The next attempt was several days later in very heavy, low-lying clouds and strong wind. We started at the Glen Alps trailhead and climbed the gulley on the south side of Little O'Malley Peak. The snow was still pretty soft and deep, but by this time snowmachiners and skiers had broken several decent trails leading most of the way up the gulley. When we topped out on the ridge, the clouds were so dense that we couldn't even see the Football Field, and we reasoned based on previous observations that we might be able to follow the ridge from Little O'Malley to O'Malley. We made it past the first rocky point along the ridge before we realized that the route ahead of us would probably best be done with a bit of protection, and we had none. With our spirits dampened and the sun setting, we turned around and went home. Foiled again!
The third attempt went off without a hitch. It had been quite some time since it had snowed, it had recently been extremely windy but had since become perfectly calm, and the weather was crystal clear. We started at Glen Alps again and took the same route up the gulley. The trail going up was so well-developed that it took us almost no time at all to top out of the gulley. Given that we had a bit of time to spare, we ran over the the summit of Little O'Malley and checked out the spectacular views of Anchorage, the Alaska Range, the Tordrillos, the Chigmits, and the Kenai Mountains. It was so hot in the sun I had no need for a shirt, and got a decent tan while I hiked. Pretty darn nice for a February day in Alaska!

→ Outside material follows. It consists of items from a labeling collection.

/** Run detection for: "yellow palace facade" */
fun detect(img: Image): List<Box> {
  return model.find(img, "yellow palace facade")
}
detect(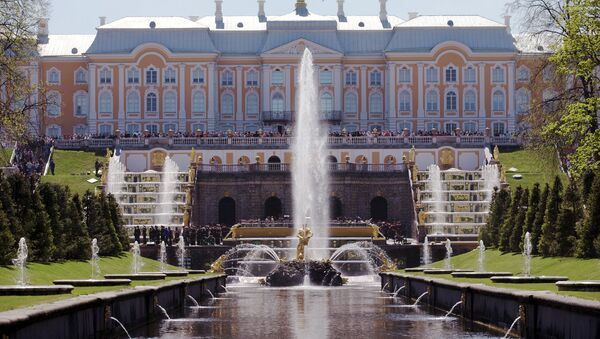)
[32,0,540,137]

We dropped down into the football field and headed to Deep Lake, stopping along the way to climb a few routes up a big boulder nearby. When we got to the Deep Lake crater, we headed up the scree gulley, making good time to the final ridge heading to the summit. The gulley was not as steep as I had first assumed it to while observing it from further off, although one good spill could potentially result in a very long, bumpy tumble down to Deep Lake.
Along the summit ridge, we surmounted several false summits, convinced that each successive summit was the last. Finally we reached the tallest one along the ridge, and stopped to snap some pictures, eat some grub, and take a breather. The view of Mount Williwaw was unprecidented. From the summit of O'Malley is defeinitly my favorite profile of Williwaw.
We descended along the same route we had come up, and did so quickly as light was becoming a scarcity. By the time we reached the Football Field again, the sun was gone from the sky, but the lights of Anchorage cast a reddish glow so bright that I could have read a book if I had wanted. I love that about the Southern Front Range.
Before too long, we returned to the car and to civilization once again.